= D1G reactor =

The D1G reactor was a prototype naval reactor designed for the United States Navy to provide electricity generation and propulsion on warships. The D1G designation stands for:

- D = Destroyer platform
- 1 = First generation core designed by the contractor
- G = General Electric was the contracted designer

This prototype nuclear reactor was constructed for the United States Department of Energy's Office of Naval Reactors as part of the Naval Nuclear Propulsion Program. The reactor was built by General Electric and operated by the Knolls Atomic Power Laboratory at the Kesselring Site Operation in West Milton, New York. It was used for testing components and as a training tool for the Nuclear Power Training Unit. The reactor operated from 1962 to 1996, when it was shut down in March of that year. It was later defuelled, with the pressure vessel eventually removed in 2002.

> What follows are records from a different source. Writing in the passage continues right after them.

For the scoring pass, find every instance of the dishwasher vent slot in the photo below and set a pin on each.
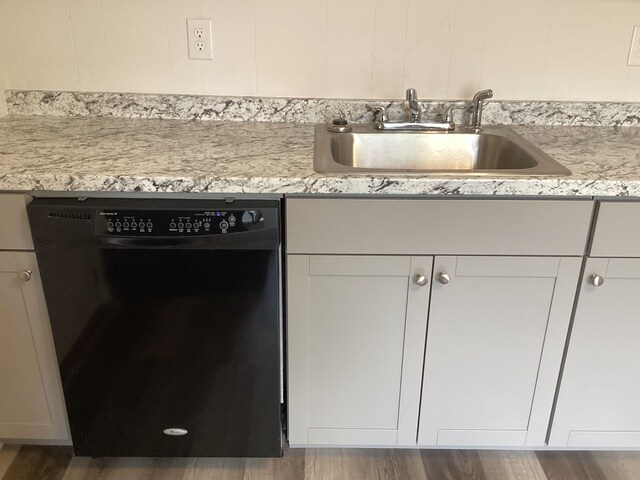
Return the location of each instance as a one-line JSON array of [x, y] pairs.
[[71, 216]]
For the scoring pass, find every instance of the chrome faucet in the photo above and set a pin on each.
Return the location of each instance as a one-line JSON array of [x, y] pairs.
[[476, 108], [414, 106]]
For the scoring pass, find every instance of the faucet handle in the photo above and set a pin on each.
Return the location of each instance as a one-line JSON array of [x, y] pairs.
[[448, 112], [379, 113]]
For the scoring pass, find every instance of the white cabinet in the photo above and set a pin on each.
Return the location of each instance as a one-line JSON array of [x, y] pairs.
[[356, 335], [497, 328], [600, 388], [599, 391], [31, 401]]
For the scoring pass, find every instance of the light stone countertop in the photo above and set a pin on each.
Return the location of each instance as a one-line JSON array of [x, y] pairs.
[[152, 155]]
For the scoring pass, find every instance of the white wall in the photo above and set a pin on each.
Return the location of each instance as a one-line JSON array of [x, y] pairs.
[[523, 49]]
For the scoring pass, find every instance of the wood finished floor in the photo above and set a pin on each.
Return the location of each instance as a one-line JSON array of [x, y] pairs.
[[58, 463]]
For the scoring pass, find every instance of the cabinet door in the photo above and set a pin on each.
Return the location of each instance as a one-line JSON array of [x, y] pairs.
[[31, 402], [600, 388], [496, 334], [356, 332]]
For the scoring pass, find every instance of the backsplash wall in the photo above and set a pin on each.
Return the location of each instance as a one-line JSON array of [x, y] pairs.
[[523, 49]]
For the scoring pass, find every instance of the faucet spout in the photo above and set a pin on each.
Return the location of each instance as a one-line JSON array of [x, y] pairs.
[[414, 106], [477, 105]]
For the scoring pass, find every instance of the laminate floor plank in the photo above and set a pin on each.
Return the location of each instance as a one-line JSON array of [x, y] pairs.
[[39, 462], [214, 469], [619, 465], [570, 466], [7, 455], [453, 465], [289, 467], [363, 464], [511, 465], [55, 463]]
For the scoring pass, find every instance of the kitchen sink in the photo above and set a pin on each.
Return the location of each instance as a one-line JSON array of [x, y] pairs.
[[494, 151]]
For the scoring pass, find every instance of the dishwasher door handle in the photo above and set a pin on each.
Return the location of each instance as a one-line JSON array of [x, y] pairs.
[[264, 239]]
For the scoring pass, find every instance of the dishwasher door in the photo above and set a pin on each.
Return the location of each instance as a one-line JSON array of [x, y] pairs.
[[166, 346]]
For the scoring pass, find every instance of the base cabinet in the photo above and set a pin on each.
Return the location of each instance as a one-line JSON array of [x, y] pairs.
[[31, 404], [599, 391], [497, 328], [356, 332]]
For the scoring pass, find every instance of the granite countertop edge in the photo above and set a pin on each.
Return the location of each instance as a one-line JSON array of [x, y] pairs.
[[89, 154]]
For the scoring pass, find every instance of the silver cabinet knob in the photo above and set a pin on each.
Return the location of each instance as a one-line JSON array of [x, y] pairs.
[[24, 275]]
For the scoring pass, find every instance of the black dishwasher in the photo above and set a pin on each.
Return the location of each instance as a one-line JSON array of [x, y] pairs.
[[167, 323]]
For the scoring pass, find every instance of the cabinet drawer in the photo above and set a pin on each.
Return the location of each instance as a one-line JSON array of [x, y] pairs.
[[14, 233], [423, 227], [617, 232]]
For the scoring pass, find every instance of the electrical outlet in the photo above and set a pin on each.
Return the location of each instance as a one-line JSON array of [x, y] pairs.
[[634, 51], [199, 38]]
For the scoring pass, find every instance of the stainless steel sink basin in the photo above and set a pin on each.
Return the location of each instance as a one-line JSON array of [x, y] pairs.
[[495, 151]]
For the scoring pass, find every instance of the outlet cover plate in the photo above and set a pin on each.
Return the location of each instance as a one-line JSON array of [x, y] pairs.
[[634, 51], [199, 38]]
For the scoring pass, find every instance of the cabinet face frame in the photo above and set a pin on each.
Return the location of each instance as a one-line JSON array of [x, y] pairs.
[[15, 233], [563, 274], [35, 313], [301, 269], [599, 393]]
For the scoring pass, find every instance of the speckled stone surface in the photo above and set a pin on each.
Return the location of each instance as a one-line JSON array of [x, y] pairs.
[[186, 107], [150, 155]]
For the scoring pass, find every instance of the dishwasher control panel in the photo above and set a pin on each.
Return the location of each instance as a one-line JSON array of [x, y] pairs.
[[169, 223]]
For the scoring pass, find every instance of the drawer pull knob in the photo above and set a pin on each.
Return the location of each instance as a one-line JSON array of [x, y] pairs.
[[24, 275], [444, 278]]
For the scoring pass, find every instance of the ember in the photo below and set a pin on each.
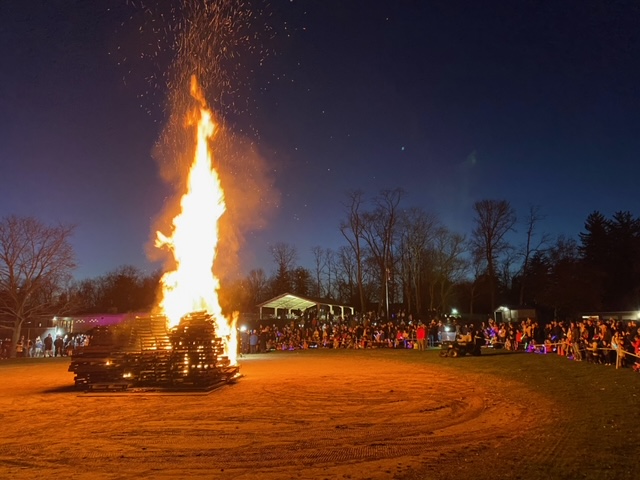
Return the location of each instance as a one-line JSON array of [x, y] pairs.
[[142, 355]]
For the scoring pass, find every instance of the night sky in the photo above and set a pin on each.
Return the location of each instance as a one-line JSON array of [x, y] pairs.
[[533, 102]]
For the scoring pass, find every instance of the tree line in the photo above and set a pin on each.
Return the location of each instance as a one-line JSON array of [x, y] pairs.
[[394, 257]]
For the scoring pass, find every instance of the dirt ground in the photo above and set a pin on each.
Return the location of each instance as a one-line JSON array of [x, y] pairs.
[[292, 416]]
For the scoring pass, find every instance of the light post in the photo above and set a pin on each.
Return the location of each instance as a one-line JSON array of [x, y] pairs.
[[386, 292]]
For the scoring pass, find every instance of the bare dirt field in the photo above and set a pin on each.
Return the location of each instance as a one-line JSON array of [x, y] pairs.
[[293, 415]]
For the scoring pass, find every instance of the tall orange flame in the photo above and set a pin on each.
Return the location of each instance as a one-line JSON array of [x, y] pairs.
[[192, 286]]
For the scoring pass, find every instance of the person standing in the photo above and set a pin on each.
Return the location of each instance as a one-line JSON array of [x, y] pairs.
[[58, 345], [421, 336], [20, 347], [38, 346], [48, 346]]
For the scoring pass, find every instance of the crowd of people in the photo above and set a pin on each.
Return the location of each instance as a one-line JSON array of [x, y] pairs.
[[60, 346], [594, 340], [607, 342]]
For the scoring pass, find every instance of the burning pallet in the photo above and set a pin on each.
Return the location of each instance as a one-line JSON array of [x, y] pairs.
[[143, 355]]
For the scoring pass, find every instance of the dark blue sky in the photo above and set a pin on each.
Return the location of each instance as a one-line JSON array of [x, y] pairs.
[[533, 102]]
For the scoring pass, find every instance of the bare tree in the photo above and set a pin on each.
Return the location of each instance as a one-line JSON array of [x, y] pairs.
[[493, 220], [379, 227], [448, 267], [417, 229], [285, 257], [531, 246], [36, 261], [320, 265], [352, 231], [346, 275], [256, 283], [330, 261]]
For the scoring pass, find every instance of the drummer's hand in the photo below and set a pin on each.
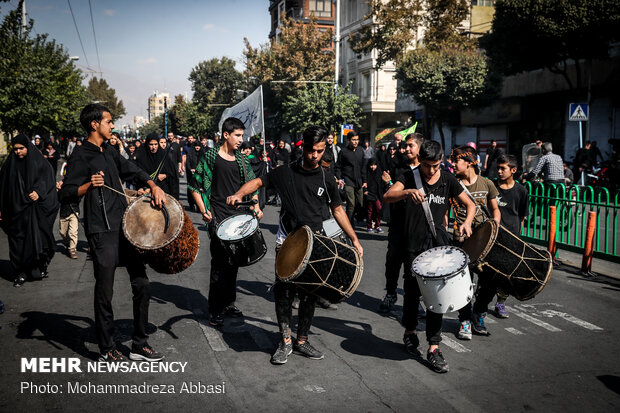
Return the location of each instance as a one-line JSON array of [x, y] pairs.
[[159, 196], [233, 200], [97, 179], [416, 196], [358, 247], [465, 229], [258, 212]]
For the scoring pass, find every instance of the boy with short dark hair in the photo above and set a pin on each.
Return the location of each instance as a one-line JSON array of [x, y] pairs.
[[512, 202], [438, 187]]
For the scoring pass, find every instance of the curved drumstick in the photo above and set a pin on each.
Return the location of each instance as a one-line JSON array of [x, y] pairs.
[[164, 211]]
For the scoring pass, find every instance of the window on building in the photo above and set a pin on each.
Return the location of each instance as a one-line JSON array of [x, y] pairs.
[[366, 87], [320, 8]]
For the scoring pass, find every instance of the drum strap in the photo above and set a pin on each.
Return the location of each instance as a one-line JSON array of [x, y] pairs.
[[425, 206]]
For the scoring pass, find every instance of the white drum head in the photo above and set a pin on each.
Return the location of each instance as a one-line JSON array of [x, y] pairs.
[[237, 227], [440, 262]]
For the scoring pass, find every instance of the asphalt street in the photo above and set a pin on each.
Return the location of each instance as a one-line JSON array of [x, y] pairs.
[[556, 352]]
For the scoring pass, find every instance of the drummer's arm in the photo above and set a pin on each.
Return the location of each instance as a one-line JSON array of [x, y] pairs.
[[465, 228], [494, 209], [247, 188], [341, 218]]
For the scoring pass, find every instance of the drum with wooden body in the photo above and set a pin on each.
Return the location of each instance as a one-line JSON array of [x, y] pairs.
[[241, 238], [319, 265], [165, 237], [443, 276], [525, 269]]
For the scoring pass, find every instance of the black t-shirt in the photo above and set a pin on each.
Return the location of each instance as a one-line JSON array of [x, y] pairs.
[[416, 227], [512, 205], [303, 194], [226, 181]]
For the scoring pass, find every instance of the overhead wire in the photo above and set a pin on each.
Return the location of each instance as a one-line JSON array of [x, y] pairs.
[[78, 32], [92, 22]]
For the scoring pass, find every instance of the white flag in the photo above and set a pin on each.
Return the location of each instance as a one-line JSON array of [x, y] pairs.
[[249, 111]]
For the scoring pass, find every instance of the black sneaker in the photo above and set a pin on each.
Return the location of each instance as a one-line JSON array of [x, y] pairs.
[[144, 353], [437, 362], [281, 355], [232, 311], [411, 343], [112, 356], [387, 304], [19, 281], [306, 349], [216, 320]]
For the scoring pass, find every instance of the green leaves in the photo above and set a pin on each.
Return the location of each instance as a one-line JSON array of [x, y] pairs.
[[40, 89], [318, 104]]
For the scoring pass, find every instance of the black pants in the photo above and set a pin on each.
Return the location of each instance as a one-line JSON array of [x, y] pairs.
[[394, 259], [108, 251], [223, 280], [410, 308], [284, 294]]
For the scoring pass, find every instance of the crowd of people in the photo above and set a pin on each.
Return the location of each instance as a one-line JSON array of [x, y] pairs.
[[412, 185]]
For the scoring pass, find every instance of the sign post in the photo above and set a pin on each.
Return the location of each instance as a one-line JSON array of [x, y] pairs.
[[578, 112]]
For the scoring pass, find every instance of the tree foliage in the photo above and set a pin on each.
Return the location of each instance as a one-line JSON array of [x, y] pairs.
[[318, 104], [444, 80], [215, 81], [41, 90], [391, 28], [99, 91], [552, 34]]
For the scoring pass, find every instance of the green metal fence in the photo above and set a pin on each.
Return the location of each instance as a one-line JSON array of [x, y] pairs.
[[573, 204]]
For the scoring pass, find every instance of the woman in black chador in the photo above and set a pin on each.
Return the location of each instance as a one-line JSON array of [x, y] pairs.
[[28, 207]]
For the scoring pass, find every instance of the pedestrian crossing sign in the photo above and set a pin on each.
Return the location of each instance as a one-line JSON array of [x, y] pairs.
[[578, 111]]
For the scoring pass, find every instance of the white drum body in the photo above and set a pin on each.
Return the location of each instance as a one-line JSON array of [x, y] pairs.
[[443, 277]]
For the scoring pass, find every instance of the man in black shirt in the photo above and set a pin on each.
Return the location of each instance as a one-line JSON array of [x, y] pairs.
[[90, 168], [220, 172], [438, 187], [350, 171], [304, 188]]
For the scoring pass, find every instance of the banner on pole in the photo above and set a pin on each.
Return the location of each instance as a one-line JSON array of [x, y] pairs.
[[249, 111]]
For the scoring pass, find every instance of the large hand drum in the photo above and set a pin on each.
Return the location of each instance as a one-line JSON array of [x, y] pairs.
[[319, 265], [166, 237], [526, 269], [443, 277]]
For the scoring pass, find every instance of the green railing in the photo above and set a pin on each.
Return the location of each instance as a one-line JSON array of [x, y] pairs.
[[573, 204]]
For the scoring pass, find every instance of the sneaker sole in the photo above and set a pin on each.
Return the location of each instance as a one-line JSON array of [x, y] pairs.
[[140, 357]]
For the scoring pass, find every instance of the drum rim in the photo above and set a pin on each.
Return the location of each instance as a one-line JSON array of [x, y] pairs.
[[441, 277], [304, 262], [229, 218], [487, 248], [177, 231]]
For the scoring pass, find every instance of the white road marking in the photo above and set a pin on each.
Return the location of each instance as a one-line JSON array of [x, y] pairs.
[[454, 345], [210, 333], [534, 320], [571, 319]]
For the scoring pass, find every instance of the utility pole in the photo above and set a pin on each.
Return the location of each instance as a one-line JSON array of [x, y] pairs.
[[337, 45]]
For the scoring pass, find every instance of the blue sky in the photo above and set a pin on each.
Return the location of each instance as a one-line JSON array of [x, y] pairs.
[[150, 45]]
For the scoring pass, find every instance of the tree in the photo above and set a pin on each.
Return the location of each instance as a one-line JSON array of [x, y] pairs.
[[552, 34], [41, 90], [445, 80], [318, 104], [391, 29], [100, 91]]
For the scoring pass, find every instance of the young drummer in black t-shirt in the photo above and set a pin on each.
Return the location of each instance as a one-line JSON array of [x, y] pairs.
[[304, 189], [220, 172], [438, 187], [512, 202]]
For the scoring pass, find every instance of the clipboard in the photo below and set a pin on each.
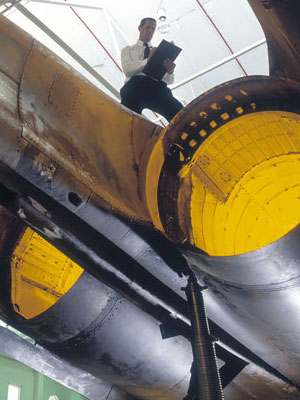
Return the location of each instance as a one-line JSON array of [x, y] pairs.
[[154, 67]]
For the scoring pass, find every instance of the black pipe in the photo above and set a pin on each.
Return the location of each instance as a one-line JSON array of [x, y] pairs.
[[208, 378]]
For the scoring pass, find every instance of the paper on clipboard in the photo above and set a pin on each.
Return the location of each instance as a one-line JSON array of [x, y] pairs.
[[154, 67]]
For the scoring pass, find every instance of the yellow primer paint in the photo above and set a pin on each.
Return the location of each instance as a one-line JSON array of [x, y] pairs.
[[41, 275], [244, 184]]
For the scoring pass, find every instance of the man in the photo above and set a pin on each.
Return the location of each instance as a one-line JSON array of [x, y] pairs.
[[141, 91]]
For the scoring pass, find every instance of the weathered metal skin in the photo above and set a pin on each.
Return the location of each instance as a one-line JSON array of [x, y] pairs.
[[279, 20], [255, 297], [61, 135], [70, 120]]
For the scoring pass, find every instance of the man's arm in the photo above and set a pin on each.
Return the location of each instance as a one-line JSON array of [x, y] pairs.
[[169, 76], [130, 65]]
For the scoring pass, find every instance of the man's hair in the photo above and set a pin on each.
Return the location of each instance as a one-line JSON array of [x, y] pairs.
[[144, 20]]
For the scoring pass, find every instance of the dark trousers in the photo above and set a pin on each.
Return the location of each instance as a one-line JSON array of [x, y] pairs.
[[142, 92]]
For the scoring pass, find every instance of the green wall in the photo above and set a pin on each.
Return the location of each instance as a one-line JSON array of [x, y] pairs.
[[34, 385]]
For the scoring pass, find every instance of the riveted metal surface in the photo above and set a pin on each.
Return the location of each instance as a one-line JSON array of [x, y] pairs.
[[255, 296], [115, 341], [15, 45], [279, 20], [200, 170], [84, 131], [8, 94]]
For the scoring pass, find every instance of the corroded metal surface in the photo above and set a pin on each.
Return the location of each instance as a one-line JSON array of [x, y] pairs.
[[280, 21]]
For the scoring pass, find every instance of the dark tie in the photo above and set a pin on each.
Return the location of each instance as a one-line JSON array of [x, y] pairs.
[[147, 50]]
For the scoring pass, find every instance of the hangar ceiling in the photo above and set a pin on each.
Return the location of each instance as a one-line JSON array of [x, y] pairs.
[[220, 40]]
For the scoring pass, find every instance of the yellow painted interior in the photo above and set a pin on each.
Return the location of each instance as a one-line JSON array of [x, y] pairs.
[[41, 275], [243, 184]]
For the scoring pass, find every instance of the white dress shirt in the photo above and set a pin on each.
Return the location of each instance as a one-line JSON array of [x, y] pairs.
[[133, 62]]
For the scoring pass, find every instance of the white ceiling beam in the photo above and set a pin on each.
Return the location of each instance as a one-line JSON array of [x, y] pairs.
[[60, 3], [218, 64], [68, 49]]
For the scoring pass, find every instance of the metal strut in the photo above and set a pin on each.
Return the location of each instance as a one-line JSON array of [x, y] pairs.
[[205, 379]]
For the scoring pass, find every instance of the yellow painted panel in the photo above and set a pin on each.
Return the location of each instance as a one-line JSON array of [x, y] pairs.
[[247, 193], [41, 275]]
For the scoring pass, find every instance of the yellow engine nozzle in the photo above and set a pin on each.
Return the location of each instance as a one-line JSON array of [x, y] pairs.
[[230, 167]]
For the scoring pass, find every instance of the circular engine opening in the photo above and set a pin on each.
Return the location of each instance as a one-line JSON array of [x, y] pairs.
[[244, 184]]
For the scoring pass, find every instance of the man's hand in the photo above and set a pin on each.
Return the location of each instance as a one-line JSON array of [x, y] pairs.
[[169, 65], [152, 51]]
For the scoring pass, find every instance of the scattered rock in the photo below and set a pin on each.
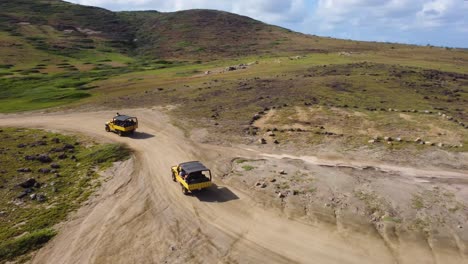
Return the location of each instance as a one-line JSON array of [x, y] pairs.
[[28, 183], [41, 198], [23, 170], [68, 146], [44, 158], [44, 170], [21, 195], [27, 157]]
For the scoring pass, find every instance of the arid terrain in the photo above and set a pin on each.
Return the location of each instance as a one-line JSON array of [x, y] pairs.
[[323, 150], [140, 215]]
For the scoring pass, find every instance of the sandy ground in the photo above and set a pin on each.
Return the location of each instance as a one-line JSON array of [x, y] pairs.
[[141, 216]]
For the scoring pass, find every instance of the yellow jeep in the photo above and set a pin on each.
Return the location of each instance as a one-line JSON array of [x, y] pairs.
[[192, 176], [122, 124]]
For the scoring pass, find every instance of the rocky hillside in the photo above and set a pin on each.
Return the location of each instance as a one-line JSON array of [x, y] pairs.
[[66, 29]]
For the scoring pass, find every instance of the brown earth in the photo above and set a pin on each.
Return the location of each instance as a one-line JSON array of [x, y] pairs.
[[141, 216]]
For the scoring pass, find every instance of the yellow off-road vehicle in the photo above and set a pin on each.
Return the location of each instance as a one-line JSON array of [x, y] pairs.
[[122, 124], [192, 176]]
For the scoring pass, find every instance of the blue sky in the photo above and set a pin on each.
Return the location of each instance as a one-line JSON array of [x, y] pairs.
[[435, 22]]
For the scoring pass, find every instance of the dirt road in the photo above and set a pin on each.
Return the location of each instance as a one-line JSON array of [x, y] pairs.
[[141, 216]]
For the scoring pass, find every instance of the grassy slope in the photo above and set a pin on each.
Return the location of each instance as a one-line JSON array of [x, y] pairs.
[[393, 76], [25, 223]]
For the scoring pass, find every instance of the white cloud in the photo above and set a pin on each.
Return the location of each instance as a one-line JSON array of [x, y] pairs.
[[271, 11], [443, 22], [397, 14]]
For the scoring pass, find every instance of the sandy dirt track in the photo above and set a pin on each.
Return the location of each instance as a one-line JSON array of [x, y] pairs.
[[141, 215]]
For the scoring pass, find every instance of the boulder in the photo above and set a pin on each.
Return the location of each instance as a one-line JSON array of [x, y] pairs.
[[41, 198], [28, 183], [44, 170], [28, 157], [68, 146], [44, 158], [23, 170], [21, 195]]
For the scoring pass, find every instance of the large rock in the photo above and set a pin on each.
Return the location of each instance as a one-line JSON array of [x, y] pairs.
[[44, 158], [41, 198], [28, 183], [44, 170], [68, 146], [23, 170]]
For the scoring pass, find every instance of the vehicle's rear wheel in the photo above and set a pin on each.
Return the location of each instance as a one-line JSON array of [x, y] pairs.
[[184, 190]]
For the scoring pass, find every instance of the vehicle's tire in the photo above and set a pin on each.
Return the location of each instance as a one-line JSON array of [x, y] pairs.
[[184, 190]]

The containment structure — which housed both the primary (nuclear reactor) and secondary (steam plant) systems — is referred to as the "DIG-ball" due to its unique shape: a Horton sphere. The sphere was originally constructed by Chicago Bridge and Iron Works to house the liquid metal cooled reactor of , with the dome designed to contain a liquid sodium explosion.

In January 2022, a radioactive tank that was used to support the D1G reactor was transported from West Milton, New York to Wampum, Pennsylvania for disassembly. The load was 213 feet long and weighed 294 tons.